Surtout, Drogba a rencontré fin 2019 le président Alassane Ouattara lui-même et devait s’entretenir avec son Premier ministre Amadou Gon Coulibaly le 8 juillet dernier – jour de son décès – dans l’après-midi.
L’ex-international ivoirien a aussi joué de son entregent au sein du pouvoir en tentant de rallier à sa cause Dominique Ouattara en octobre 2019. La fondation de Didier Drogba travaille souvent avec celle de la Première dame, Children Of Africa. Prudente, cette dernière a opté pour la neutralité.
… et de Hamed Bakayoko
Selon nos sources, Hamed Bakayoko, le Premier ministre, a quant à lui conseillé à Drogba de se rapprocher d’Idriss Diallo. L’ancien ministre de la Défense, ami du footballeur, a ainsi plaidé en faveur d’une fusion de leurs deux listes, dans l’optique de battre Sory Diabaté.
Idriss Diallo est un intime de Hamed Bakayoko et a longtemps été associé en affaires avec Didier Drogba. Cependant, les deux hommes sont aujourd’hui en froid et aucun accord n’a donc été trouvé, Drogba refusant de s’effacer au sein d’une liste commune. Le dossier de l’ancien joueur de Chelsea est donc toujours en suspens.
Un report après la présidentielle ?
Aucune issue ne devrait être trouvée avant plusieurs semaines. La FIF espérait organiser l’élection aux alentours du 5 septembre. Mais le président sortant Sidy Diallo, s’appuyant sur les textes de l’organisation, a décidé de suspendre la commission électorale, dont les désormais anciens membres ont récemment été la cible d’accusations de corruption.
LA FIF CRAINT, EN CAS DE REPORT DE L’ÉLECTION, DE S’EXPOSER À UNE SANCTION DE LA FIFA
Sidy Diallo a convoqué une assemblée générale de la FIF le 29 août à Abidjan pour mettre en place de nouvelles instances électorales. Mais l’affaire pourrait prendre plus de temps que prévu : selon nos informations, le ministre des Sports milite en coulisses pour un report du scrutin de plusieurs mois, après l’élection présidentielle du 31 octobre.

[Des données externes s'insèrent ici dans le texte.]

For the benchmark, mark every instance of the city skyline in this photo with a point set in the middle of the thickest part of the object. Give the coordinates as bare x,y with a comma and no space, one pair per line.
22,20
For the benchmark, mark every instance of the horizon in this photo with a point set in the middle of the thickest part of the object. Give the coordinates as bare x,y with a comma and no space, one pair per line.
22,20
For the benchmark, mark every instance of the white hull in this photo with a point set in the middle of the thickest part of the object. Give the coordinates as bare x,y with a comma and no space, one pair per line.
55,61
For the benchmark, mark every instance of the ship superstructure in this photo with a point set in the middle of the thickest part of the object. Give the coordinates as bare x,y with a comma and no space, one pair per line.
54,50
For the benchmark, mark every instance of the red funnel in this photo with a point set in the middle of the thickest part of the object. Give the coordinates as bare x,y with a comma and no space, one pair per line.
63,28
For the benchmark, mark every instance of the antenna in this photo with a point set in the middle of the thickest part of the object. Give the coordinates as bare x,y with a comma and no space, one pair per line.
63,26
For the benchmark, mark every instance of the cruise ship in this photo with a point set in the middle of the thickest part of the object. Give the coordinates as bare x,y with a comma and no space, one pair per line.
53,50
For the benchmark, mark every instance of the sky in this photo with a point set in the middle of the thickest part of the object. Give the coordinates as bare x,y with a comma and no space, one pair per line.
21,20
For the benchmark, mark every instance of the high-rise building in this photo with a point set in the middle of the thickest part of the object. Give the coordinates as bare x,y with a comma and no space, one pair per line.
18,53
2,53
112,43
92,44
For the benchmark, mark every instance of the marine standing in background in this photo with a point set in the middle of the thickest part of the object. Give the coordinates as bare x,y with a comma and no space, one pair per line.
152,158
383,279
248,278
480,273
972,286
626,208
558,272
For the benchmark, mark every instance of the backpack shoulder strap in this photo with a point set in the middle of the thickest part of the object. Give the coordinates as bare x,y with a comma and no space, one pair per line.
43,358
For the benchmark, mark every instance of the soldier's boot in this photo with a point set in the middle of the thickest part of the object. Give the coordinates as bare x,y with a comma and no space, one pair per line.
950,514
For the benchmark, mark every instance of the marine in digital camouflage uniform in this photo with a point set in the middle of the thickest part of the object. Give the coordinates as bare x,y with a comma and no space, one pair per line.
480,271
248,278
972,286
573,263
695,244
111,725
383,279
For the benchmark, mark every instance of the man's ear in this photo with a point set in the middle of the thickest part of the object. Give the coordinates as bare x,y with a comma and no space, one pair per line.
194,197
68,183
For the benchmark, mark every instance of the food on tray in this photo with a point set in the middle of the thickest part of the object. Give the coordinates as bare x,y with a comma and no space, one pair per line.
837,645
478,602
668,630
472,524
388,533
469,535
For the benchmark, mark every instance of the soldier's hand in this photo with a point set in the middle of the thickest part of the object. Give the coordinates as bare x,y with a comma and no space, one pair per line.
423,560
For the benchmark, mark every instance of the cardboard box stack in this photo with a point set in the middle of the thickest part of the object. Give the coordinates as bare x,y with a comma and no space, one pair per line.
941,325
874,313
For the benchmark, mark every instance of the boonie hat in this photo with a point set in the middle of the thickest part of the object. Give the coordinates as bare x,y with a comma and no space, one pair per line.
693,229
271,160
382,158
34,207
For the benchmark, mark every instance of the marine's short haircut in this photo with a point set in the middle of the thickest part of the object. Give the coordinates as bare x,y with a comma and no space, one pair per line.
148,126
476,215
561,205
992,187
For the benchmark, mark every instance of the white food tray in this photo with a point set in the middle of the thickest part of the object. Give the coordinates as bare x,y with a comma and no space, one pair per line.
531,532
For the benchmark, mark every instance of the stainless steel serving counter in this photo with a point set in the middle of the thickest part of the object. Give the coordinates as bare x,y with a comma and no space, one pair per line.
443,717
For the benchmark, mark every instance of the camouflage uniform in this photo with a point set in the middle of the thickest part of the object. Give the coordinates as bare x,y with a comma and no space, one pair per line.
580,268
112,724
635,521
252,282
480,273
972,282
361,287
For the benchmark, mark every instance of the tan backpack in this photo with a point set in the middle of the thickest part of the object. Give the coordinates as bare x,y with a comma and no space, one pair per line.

La décision ne serait sans doute pas sans conséquences. La Fifa et la Confédération africaine de football sanctionnent en effet toute ingérence du monde politique dans les dossiers sportifs de ses membres. Selon des indiscrétions, la FIF craint, en cas de report de l’élection de son président, de s’exposer à une sanction. L’objectif de l’instance dirigeante du football ivoirien est donc à l’heure actuelle de tenir son scrutin avant la présidentielle.